The Tasmanian Anaesthetic Training Program (TATP) provides anaesthesia training at all three Tasmanian Health Service (THS) hospitals – Royal Hobart, Launceston General and the North West Regional Hospital in Burnie. It has between 30-35 positions each year including up to seven provisional fellowship positions.
Trainees and fellows from Royal Hobart, Launceston General, and North West Regional hospitals tell us why they love living and working in Tasmania.
Consultants, heads of department, supervisors of training (SOTs) and trainees all highlight the collegial and supportive approach to training in the state through the TATP. The bonus of beaches, mountains, food, wine and culture is increasingly becoming a significant drawcard for trainees and consultants wanting to live and work in Tasmania.

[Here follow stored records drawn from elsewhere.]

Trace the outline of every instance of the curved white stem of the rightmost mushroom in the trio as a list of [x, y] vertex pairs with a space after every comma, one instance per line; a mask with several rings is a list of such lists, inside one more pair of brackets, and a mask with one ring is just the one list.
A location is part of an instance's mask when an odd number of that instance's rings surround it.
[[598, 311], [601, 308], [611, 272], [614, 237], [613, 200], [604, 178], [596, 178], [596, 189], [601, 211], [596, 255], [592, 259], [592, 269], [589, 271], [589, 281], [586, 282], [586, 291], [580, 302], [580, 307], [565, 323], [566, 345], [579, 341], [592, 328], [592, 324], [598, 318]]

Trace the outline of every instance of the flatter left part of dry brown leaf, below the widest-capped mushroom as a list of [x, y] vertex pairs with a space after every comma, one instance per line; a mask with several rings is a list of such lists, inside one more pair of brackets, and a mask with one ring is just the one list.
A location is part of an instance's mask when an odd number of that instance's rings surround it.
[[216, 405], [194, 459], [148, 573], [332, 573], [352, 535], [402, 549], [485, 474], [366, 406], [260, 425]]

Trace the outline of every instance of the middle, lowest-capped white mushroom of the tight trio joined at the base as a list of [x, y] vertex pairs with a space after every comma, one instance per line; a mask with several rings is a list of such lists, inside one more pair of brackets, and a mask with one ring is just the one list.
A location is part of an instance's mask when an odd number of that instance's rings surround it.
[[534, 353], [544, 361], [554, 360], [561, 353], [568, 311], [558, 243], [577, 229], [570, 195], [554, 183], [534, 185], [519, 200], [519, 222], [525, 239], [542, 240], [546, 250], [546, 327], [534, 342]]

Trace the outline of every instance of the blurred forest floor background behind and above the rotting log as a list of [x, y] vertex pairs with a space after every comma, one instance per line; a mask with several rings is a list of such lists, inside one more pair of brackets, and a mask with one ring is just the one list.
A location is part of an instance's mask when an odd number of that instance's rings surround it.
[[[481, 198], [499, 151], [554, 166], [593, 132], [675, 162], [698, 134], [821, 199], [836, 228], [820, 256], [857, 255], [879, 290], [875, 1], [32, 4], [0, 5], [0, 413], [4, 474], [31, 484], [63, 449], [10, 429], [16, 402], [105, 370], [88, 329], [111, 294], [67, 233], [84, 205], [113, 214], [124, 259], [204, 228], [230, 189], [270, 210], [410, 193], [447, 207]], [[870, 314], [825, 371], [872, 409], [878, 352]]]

According to specialist anaesthetist Dr Lia Freestone, Chair of the TATP and an ANZCA Rotational Supervisor at Royal Hobart Hospital, the Tasmanian program is unique because all trainees are included in and supported by the TATP and are assured of structured generalist training and dedicated exam support across the state’s three hospital sites.
“We really are blessed in Tasmania. It’s not only a beautiful place but the anaesthesia training in Tasmania is quite special. The Tasmanian Anaesthetic Program has been in place since 2009 and it is one of the few, arguably the only rotational training program that provides one program for the whole state, for all trainees and that is unique,” she explains.
“Every trainee in the state and the three training sites are all looked after by the TATP and the program provides all their training requirements -- all their clinical time and all their volume of practice -- but it also provides other important needs such as support and collegiality. The level of consultant engagement also makes the training program stronger.
“It’s these things − support, collegiality, wellbeing and our strengths as a small intimate program where we know you really well and you know us really well. This means we can customise the approach to training, including flexible training options as you need them so we can look after you as an individual, not just as an ANZCA trainee. That aspect of our program is very special.”
Dr Freestone believes the anaesthesia trainee exam results speak for themselves with the TATP trainees often performing well above average compared with other states and territories. And she says the support from the state’s hospitals’ heads of department, SOTs and the Tasmanian consultant body has helped make the TATP such a success.
“We ensure that targeted exam support is provided to trainees and the consultants are heavily engaged in the process too. It means we can optimise and tailor support for all our trainees.”